February 27, 1906 [The Dream of a Rarebit Fiend]


I've had rarebit, with cayenne and mustard and without, infused with ale or beer (and neither), with flour or flour-less. I prefer all of them together—well, beer OR ale (the former seems better, "lighter," if I can use a word so out of place in the ponderously gelatinous realm of rarebit). And I've buttered my toast or let it be, and even tried it with biscuits—although a crunchy rye works best. And no accompaniments, just the cheese-sodden toast, alone on the plate—resting only for a moment, until my flashing knife and fork undo the steaming mess. Who dares call the rarebit a "side" dish? It sits squarely, smoothly (and oh so heavily) at the center, always viscous, never vicious.

And I've never suffered a post-rarebit nightmare in my life.

But I won't tell that to Winsor McKay, whose daffy moral tales in his newspaper comic, Dreams of a Rarebit Fiend, plunge their hapless heroes and heroines into dire dream-straits, nocturnal retribution for not only various waking sins (gossiping, leering, lying, prevaricating) but most of all gustatory monomania for the slippery pleasures of soaking rarebit. And in the last panel, as rarebit-induced guilt springs the sinner into consciousness, I must admit I feel a pang—and not in my stomach, but within my rarebit-loving heart, sorry that this humble mélange is degraded so.

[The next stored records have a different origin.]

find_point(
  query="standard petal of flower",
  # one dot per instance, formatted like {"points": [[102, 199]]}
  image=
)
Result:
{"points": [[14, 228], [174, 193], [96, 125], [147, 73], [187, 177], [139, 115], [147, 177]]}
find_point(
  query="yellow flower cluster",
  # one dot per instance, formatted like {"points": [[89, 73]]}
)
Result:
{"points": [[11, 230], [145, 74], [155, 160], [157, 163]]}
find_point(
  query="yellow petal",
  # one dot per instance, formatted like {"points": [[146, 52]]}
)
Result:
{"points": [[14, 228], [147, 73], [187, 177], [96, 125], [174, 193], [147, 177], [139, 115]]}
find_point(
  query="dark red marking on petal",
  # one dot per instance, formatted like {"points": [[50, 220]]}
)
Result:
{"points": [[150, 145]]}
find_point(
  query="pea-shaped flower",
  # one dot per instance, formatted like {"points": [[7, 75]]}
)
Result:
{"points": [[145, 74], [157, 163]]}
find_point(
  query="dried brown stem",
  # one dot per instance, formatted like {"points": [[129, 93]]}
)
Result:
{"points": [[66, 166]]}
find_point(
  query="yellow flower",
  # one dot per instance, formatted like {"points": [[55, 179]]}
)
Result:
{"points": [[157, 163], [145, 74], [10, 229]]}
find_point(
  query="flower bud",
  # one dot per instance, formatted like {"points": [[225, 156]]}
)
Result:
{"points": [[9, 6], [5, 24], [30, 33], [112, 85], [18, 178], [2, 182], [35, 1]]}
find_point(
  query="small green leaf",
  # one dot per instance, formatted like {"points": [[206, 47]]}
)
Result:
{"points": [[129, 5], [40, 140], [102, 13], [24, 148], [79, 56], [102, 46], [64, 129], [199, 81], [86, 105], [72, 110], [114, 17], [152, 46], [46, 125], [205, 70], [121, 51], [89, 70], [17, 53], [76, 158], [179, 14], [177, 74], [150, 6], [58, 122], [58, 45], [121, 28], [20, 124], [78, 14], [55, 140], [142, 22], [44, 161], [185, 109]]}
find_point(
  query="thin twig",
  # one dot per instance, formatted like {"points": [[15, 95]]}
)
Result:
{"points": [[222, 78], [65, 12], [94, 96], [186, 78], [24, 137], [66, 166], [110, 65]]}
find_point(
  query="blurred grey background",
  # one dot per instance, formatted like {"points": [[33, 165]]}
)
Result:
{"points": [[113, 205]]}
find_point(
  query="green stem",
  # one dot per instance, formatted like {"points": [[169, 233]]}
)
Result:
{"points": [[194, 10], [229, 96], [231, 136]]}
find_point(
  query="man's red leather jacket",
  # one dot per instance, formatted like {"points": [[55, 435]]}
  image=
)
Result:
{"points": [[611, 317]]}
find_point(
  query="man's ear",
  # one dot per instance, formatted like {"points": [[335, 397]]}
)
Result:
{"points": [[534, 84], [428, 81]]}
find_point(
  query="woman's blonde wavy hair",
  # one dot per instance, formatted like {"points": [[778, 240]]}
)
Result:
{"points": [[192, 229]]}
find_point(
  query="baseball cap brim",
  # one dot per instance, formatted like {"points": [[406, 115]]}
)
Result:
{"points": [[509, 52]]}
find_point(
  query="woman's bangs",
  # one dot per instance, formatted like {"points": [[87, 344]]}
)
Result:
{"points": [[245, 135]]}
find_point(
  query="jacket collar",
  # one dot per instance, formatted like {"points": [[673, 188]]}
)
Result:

But still I must smile at the fine, bemused line of McKay's pen—even though nothing can match his newest, Little Nemo in Slumberland, which rivals Carroll's Alice books for unalloyed (and irresistible) night-terrors; but his rarebit fiends hint at the exploding house of cards reality becomes, not just in dreams, but all around, even at the dinner-table.

Watching an all-but-perfectly realized moving picture version of the comic strip, I can at last appreciate its cautionary tone. The fiend's rarebit is a watery slop that he throws at his mouth, and his bed a machine-driven juggernaut, crashing through the ceiling, spinning its grinning occupant above the city, painlessly impaling him on a weather-vane, as divorced from the laws of motion as the drunkard's bed in Reve à la lune [1905]—and, like Gaston Velle's pledge-taking inebriate, McKay's glutton must be tossed like a cork on the open sea before he can set down his spoon.

—Unlike the brave few of us, dedicated, passionate—oh, all right: heedless grabbers and gobblers, gourmands if we're wealthy and pigs if we're poor, but happily smeared and soused, either at the table or in the motion-picture theater, crammed like geese but smiling. And to any who might read these private words: Do not scorn my cinema-comestible abandon, for you too may be a fiend some day.